Mais quand ce Droit est revendiqué, que sa privation entraîne des douleurs et des désordres, il faut le reconnaître, sous peine d’oppression, de déni de Justice.

Or la privation du Droit civil est pour les femmes une source de douleurs, de malheurs, de corruption, d’humiliation ; la revendication de ce Droit se pose, elles sont mûres pour l’obtenir : ce serait donc un déni de Justice que de refuser de le reconnaître.

Il n’en est pas de même pour le Droit politique : elles ne le désirent ni ne le réclament.

Rappelez-vous, Madame, que dans tout sujet il y a la théorie et la pratique. L’une est l’absolu, l’idéal qu’on se propose de réaliser, l’autre est la mesure dans laquelle il est sage et prudent d’introduire l’idéal dans un milieu donné.

Ainsi, de Droit absolu, nous sommes en tout les égales des hommes ; mais si nous prétendions réaliser cet absolu dans notre milieu actuel, bien loin de marcher en avant, il y aurait recul et anarchie : le Droit dévorerait le Droit. Le bon sens exige qu’une réforme ne soit appliquée qu’à des éléments préparés à s’y soumettre.

V

FONCTIONS PUBLIQUES

L’auteur. Le principe posé par l’idéal nouveau est que tous les membres du corps social sont aptes à briguer les fonctions publiques. Comparons ce principe aux décisions de la loi française.

La femme est déclarée incapable de remplir aucune fonction publique.

Il lui est interdit d’être témoin dans les actes de l’État civil, dans les testaments, et tout autre acte reçu par officier public.

À l’exception de la mère et des ascendantes, elle est exclue de la tutelle et du conseil de famille.

Par une magnifique inconséquence, ces lois gouvernent le pays où la plus haute des fonctions, la Régence, peut échoir à une femme.

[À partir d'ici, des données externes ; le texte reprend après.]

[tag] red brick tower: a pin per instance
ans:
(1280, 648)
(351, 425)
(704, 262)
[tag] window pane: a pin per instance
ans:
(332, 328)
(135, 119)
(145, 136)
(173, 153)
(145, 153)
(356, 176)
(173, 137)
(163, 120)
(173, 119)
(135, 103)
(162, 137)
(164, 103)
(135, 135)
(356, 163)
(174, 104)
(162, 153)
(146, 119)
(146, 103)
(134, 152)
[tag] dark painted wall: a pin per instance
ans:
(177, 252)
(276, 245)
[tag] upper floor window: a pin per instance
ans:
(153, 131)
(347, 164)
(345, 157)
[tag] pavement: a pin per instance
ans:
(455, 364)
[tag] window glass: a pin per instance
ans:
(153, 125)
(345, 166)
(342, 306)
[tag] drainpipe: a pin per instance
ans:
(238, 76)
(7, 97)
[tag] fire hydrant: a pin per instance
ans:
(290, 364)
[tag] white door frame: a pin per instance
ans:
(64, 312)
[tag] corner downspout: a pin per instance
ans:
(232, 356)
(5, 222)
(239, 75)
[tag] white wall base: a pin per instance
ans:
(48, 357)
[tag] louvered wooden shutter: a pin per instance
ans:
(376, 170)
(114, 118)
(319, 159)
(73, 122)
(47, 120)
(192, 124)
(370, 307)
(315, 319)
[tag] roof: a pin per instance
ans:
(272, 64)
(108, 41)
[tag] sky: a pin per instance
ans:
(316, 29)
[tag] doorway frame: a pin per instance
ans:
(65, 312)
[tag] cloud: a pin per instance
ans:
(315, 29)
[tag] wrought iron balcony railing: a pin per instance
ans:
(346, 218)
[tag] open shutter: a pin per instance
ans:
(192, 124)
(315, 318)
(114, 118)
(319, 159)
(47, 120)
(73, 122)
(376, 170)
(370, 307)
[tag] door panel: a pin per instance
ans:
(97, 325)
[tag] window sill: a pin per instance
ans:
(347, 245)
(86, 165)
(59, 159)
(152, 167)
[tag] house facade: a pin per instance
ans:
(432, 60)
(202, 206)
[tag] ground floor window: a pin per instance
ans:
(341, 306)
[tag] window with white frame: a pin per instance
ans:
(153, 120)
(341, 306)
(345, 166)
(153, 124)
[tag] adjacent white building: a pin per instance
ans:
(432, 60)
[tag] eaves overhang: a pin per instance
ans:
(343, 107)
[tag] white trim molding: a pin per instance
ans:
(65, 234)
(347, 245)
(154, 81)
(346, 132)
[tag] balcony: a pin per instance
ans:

Remarquez, Madame, que si nous sommes incapables à tant de points de vue, nous devenons tout à coup très capables, quand il s’agit de répondre de nos actes au criminel et au correctionnel ; très croyables quand il s’agit d’envoyer, par notre témoignage, un homme aux galères ou à la mort ; très capables y très responsables dans les transactions que nous fesons et signons comme filles majeures ou veuves.